Il faudra encore attendre deux mois pour découvrir matériellement la nouvelle monnaie. La prochaine étape sera la publication du logo et du visuel de la Zinne, décidés le 16 octobre dernier par le collectif. Reste donc à savoir si les habitants des huit communes concernées vont rapidement adhérer au projet et étendre largement cette économie alternative dans la capitale.
“Si ça pouvait payer différents services comme un coiffeur, un ostéopathe… ça serait génial” (Thérèse De Vriendt, ASBL de psychomotricité Pirouettes)
La Zinne, après l’échec de l’Eco-Iris
Dans notre capitale, l’idée d’un système qui utilise autre chose que l’Euro et veut favoriser les comportements durables n’est pas neuve. Eco-Iris était la première tentative de MLC à Bruxelles, lancée en novembre 2012 par Evelyne Huytebroeck, ministre bruxelloise de l’Environnement et de l’Energie à l’époque. Cette monnaie, en plus d’être un moyen de paiement, était donnée aux citoyens en cas de « bonne conduite écologique » pour les encourager à modifier leurs comportements. Deux ans après son lancement à Schaerbeek, l’initiative s’était étendue à cinq communes bruxelloises.
“On m’a répondu que cela n’avait déjà à peu près plus cours, je n’ai pas eu l’occasion de fonctionner avec” (Thérèse De Vriendt, ASBL de psychomotricité Pirouettes)
En 2014, le changement de gouvernement a provoqué l’arrêt du projet : une idée trop couteuse selon la nouvelle majorité politique. En effet, pour 8000 Eco-Iris en circulation, plus de 400 000 € ont été investis. Comme le précise Marie-Noëlle Vignau-Lous, ancienne commerçante et utilisatrice : « Pour la comptabilité, ce n’était pas très facile à justifier à la fin du trimestre avec mon comptable parce que cela passait comme pertes. ». Il a fallu du temps, peut-être trop, pour que le système se régule et se développe : « Au moment de la régulation par la ministre, le projet a été arrêté », termine Marie-Noëlle.

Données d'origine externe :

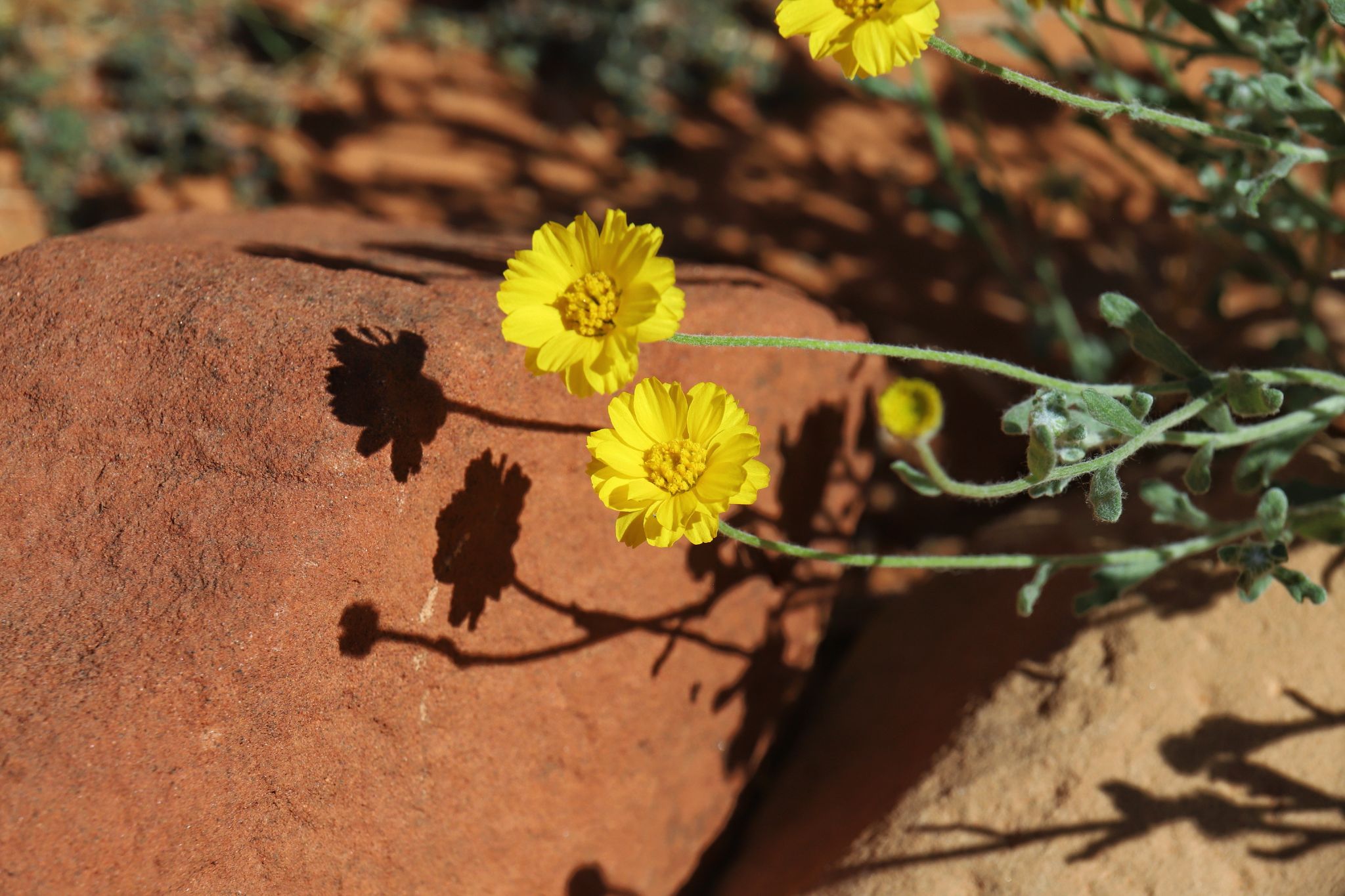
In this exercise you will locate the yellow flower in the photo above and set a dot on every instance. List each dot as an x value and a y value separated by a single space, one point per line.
911 409
670 467
583 301
866 37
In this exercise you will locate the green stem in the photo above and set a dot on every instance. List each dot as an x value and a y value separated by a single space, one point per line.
1153 37
1136 110
1313 416
1275 377
1168 553
1016 486
957 359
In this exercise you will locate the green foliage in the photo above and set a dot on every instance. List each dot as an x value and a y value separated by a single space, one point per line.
916 480
1105 495
1173 507
165 93
1146 339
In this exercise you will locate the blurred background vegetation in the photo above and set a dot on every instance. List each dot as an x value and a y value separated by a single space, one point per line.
938 207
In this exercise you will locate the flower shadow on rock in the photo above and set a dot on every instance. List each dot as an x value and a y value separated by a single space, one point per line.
377 385
477 535
1219 746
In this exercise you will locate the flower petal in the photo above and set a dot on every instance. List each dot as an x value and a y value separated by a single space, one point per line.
657 412
533 326
562 350
623 422
875 47
758 479
606 446
585 234
705 413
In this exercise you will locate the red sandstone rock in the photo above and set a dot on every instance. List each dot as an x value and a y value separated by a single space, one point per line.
1184 743
305 590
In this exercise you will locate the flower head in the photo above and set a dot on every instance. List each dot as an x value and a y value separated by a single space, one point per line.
581 301
674 461
911 409
866 37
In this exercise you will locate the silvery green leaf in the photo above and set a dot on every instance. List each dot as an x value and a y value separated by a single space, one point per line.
1146 337
1105 495
1173 507
1111 413
1042 452
1271 513
1300 586
916 480
1015 421
1250 398
1264 459
1030 591
1116 580
1197 473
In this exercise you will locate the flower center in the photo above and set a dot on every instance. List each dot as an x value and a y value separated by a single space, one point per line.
674 467
858 10
590 304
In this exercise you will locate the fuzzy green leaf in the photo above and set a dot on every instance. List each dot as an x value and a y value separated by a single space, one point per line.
1250 398
1219 418
1271 513
1264 459
1139 405
1105 495
1321 526
1252 190
1030 591
1197 472
1116 580
1015 421
916 480
1300 586
1052 488
1146 339
1111 413
1173 507
1042 452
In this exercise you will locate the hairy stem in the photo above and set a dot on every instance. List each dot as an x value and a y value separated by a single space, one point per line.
1169 553
957 359
1136 110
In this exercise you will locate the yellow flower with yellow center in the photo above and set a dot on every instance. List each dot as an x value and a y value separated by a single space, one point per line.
581 301
866 37
911 409
674 461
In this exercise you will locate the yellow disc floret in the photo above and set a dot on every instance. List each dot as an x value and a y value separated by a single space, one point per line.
911 409
583 300
866 37
674 467
674 461
858 9
590 305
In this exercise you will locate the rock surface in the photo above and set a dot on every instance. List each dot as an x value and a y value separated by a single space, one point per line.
305 590
1181 744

Financité était déjà un acteur du projet Eco-Iris. L’ASBL avait été consulté par l’institut bruxellois pour la gestion de l’environnement (IBGE) en tant qu’expert au moment du développement, mais n’était pas coordinatrice du projet comme actuellement avec la Zinne. Selon Hélène Joachain, chercheuse en microfinance à l’ULB et sur le cas Eco-Iris : « raccorder les commerçants et les clients était l’une des difficultés. C’est l’un des facteurs qui a eu raison du projet. ».
Aujourd’hui, il reste peu de traces du projet Eco-Iris : seuls quelques articles de journaux et quelques études qui traitent de l’échec de cette MLC demeurent. Il est presque impossible de trouver un commerçant ou un ex-utilisateur de l’Eco-Iris qui a encore cette monnaie en sa possession. Pour Marie-Noëlle il y a bien eu un réel manque d’intérêt et de demande de la part des citoyens : « J’ai des connaissances, qui n’ont jamais vu un seul Eco-Iris dans leur magasin. ». Les raisons précises de l’échec Eco-Iris n’ont pas été rendues publiques, alors qu’une étude a été commandée par Financité sur le sujet. Experts comme commerçants s’accordent sur les raisons de cet échec, à savoir : un changement de majorité politique et un manque d’intérêt citoyen mêlé à une trop faible publicité. Des difficultés qu’il faudra anticiper pour assurer la longévité de cette monnaie.